Transatomic Power Inc. - Safer, Cleaner, Cheaper Atomic Energy - atomatica
http://futureenergy.ultralightstartups.com/campaign/detail/848

======
manglav
I'm not sure what's the differentiating factor about this company. They give
no information about the company, even on their homepage. How can they manage
to employ everyone on the team page without a product to sell? Do they have
investors? It certainly seems they have the technical credentials, including
metallurgy (the main problem IMO). What's their plan to be approved by the
NRC? Or are they trying to sell directly to the military (which doesn't need
NRC approval)? And the biggest issue - "In our reactor these byproducts are
removed or converted". How?
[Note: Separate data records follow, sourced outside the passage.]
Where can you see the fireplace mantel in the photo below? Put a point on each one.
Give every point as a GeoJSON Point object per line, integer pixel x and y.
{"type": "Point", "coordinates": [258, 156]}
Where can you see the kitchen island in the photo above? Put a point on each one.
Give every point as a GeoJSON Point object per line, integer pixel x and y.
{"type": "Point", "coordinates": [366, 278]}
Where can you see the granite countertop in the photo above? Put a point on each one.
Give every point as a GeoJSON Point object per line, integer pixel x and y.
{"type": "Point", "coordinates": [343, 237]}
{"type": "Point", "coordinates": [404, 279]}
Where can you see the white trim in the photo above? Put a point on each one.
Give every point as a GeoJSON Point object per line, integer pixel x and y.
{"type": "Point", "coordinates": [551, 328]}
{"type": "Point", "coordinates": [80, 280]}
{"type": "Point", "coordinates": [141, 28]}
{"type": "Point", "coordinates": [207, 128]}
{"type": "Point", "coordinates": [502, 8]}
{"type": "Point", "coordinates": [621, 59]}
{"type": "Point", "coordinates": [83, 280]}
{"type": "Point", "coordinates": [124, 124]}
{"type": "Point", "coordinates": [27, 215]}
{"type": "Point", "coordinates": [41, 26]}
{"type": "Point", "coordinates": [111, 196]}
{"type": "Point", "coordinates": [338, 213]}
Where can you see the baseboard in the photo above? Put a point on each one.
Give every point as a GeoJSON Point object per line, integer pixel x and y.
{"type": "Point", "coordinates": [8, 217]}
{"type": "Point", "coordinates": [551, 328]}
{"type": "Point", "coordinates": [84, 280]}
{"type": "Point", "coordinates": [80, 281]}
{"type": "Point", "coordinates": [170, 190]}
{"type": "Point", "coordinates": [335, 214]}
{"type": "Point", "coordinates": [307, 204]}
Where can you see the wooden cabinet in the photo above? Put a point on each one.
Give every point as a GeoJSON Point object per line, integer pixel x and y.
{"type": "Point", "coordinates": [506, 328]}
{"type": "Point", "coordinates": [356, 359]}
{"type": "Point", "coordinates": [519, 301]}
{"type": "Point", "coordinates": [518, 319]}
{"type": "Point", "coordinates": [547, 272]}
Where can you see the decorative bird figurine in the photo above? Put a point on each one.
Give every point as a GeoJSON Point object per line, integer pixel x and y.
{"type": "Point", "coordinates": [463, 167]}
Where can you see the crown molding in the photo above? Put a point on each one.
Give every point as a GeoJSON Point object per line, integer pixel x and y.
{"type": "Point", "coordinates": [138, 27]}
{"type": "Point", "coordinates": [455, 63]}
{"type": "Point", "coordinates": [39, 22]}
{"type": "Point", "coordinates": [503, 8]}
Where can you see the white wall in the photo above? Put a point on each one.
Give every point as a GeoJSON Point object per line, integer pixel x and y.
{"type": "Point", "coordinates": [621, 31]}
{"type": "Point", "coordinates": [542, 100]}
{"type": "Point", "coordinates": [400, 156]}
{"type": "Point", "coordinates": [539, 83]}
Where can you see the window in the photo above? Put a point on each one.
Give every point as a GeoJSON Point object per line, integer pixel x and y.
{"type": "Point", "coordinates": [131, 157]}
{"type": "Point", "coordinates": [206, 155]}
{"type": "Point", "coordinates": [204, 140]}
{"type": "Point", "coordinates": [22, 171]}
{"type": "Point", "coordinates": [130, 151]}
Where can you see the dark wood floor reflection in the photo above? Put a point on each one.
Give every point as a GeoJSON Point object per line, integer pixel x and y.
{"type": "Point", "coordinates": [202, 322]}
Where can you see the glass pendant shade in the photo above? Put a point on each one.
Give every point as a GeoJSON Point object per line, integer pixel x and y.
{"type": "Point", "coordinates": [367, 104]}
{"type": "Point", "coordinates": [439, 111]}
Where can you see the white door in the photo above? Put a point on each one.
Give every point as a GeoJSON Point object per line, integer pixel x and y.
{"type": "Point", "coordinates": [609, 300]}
After studying this process intently
independently, separation of the waste stream is the hardest thing to do
cheaply (unless you use a storage tank to wait until Xe gas is created, and
take that out).

I'm sorry for all the questions. I would love to work at this company, and I
plan to work in this field eventually. I definitely believe salt based
reactors are the way forward due to their passive fail safe technologies. But
they need to address the problems in a concrete manner - there are a lot of
naysayers out there. If they acknowledge and discuss, even vaguely, the
materials used and the separation of the products, I will have much greater
confidence in this company.

Also, check out FLiBe that does almost the same thing.